Make sure to only try these supplements one at a time. While they are no magic bullet for sleep issues, they can be useful when combined with other natural sleeping strategies.
Many people believe that the bedroom environment and its setup are key factors in getting a good night’s sleep. These factors include temperature, noise, external lights and furniture arrangement. Numerous studies point out that external noise, often from traffic, can cause poor sleep and long-term health issues. In one study on the bedroom environment of women, around 50% of participants noticed improved sleep quality when noise and light diminished.

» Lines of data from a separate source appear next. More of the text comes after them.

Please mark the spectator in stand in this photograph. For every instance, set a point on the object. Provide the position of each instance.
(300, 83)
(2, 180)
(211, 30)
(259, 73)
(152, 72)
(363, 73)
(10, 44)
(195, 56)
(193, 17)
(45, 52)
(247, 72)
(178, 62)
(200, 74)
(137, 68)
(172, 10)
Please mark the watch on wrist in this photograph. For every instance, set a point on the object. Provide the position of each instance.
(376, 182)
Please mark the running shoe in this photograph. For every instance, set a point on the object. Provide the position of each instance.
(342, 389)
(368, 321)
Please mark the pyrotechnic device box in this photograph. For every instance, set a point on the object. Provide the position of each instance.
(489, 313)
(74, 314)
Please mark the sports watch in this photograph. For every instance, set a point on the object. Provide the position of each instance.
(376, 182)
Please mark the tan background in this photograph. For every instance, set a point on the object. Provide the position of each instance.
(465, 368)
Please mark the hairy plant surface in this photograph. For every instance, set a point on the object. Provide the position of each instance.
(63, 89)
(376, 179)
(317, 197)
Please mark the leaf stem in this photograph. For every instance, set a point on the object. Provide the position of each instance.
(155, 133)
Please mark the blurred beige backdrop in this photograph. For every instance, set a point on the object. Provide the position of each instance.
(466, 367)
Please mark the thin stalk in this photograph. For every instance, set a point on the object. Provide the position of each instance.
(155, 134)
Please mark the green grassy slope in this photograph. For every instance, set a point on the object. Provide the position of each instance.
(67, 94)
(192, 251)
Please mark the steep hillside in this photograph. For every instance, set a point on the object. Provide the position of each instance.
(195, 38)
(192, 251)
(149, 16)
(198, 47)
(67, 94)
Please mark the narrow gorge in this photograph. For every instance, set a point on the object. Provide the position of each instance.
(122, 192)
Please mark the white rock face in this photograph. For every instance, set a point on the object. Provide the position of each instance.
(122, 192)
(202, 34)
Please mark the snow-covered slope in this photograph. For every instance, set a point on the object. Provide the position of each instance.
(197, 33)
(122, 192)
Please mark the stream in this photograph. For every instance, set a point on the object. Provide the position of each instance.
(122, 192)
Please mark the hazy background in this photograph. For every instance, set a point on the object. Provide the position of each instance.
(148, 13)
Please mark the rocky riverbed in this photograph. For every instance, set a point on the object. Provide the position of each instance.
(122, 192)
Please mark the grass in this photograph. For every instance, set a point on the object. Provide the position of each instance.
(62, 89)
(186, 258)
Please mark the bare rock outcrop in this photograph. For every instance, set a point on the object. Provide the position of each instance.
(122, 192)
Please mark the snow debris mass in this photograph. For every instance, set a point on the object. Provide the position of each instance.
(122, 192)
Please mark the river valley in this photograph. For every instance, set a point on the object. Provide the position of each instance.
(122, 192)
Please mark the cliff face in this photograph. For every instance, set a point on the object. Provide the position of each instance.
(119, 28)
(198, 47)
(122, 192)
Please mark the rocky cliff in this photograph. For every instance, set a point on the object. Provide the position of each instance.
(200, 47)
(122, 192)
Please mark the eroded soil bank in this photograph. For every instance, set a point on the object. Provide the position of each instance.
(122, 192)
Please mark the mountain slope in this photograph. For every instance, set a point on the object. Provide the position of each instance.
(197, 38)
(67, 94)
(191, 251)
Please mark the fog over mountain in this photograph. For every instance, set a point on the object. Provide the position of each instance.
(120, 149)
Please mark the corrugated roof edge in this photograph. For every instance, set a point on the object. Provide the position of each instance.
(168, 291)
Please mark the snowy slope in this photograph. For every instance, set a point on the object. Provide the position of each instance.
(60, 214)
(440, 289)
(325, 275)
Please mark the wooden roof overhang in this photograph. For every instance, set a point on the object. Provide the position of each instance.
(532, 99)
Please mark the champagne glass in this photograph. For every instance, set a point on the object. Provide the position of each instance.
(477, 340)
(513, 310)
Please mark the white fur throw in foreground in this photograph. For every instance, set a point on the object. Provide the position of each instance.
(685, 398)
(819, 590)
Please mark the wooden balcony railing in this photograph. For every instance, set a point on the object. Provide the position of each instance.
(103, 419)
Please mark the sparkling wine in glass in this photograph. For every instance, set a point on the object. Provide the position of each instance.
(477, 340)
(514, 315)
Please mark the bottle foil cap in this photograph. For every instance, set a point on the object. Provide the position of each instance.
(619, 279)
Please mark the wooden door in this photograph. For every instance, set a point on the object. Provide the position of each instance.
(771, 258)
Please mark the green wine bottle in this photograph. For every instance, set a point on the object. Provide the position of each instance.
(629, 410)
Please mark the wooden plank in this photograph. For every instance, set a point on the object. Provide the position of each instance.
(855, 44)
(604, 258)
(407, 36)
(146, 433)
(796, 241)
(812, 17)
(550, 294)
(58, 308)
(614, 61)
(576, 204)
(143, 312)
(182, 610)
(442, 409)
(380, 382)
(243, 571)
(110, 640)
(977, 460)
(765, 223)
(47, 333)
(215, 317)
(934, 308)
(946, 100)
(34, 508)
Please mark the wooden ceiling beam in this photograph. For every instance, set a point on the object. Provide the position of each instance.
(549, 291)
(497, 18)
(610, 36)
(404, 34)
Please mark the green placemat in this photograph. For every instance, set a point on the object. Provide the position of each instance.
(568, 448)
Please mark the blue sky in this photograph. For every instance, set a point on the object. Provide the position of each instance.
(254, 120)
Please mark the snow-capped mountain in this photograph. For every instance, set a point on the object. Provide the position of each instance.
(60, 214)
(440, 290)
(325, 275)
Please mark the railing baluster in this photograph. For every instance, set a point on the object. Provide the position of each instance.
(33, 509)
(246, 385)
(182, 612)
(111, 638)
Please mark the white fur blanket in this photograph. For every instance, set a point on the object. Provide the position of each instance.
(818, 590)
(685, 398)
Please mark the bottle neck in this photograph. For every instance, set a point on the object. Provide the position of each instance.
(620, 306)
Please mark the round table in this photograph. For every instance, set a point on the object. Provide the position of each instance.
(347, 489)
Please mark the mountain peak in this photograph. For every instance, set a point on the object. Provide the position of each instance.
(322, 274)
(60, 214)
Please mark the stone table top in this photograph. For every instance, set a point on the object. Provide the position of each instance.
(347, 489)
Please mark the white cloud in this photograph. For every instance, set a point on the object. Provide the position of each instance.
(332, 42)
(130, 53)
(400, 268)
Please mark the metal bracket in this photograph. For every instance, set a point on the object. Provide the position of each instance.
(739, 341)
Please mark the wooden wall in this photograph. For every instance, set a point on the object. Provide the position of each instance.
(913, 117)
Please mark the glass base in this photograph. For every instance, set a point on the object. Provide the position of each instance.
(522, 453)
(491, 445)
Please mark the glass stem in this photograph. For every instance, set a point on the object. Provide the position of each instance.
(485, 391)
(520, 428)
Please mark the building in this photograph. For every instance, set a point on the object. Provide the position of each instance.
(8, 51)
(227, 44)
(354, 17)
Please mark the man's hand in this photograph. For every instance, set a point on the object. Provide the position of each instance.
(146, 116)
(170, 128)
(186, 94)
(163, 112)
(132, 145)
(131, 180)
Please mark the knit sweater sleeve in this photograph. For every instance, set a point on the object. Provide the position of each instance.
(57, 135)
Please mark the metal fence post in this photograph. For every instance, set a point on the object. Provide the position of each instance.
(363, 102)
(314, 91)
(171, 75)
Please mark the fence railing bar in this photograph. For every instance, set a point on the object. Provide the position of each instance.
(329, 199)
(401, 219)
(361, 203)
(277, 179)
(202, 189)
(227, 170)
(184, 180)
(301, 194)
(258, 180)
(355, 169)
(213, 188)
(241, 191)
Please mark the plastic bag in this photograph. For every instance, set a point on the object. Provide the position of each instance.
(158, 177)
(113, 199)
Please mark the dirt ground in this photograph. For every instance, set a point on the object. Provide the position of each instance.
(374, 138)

To optimize your bedroom environment, try to minimize external noise, light and artificial lights from devices like alarm clocks. Make sure your bedroom is a quiet, relaxing, clean and enjoyable place.
Many of our patients have stated that one of the benefits of starting testosterone therapy has been in increase in quality of their sleep. It’s almost a double edge sword because lack or sleep and poor quality of sleep contribute to causing low testosterone. It makes sense that TRT would help with improving sleep too.
Sleep plays a key role in your health. One large review linked insufficient sleep to an increased obesity risk of 89% in children and 55% in adults. Other studies conclude that less than 7–8 hours per night increases your risk of developing heart disease and type 2 diabetes.
If you are interested in optimal health and wellbeing, then you should make sleep a top priority and incorporate some of the tips above.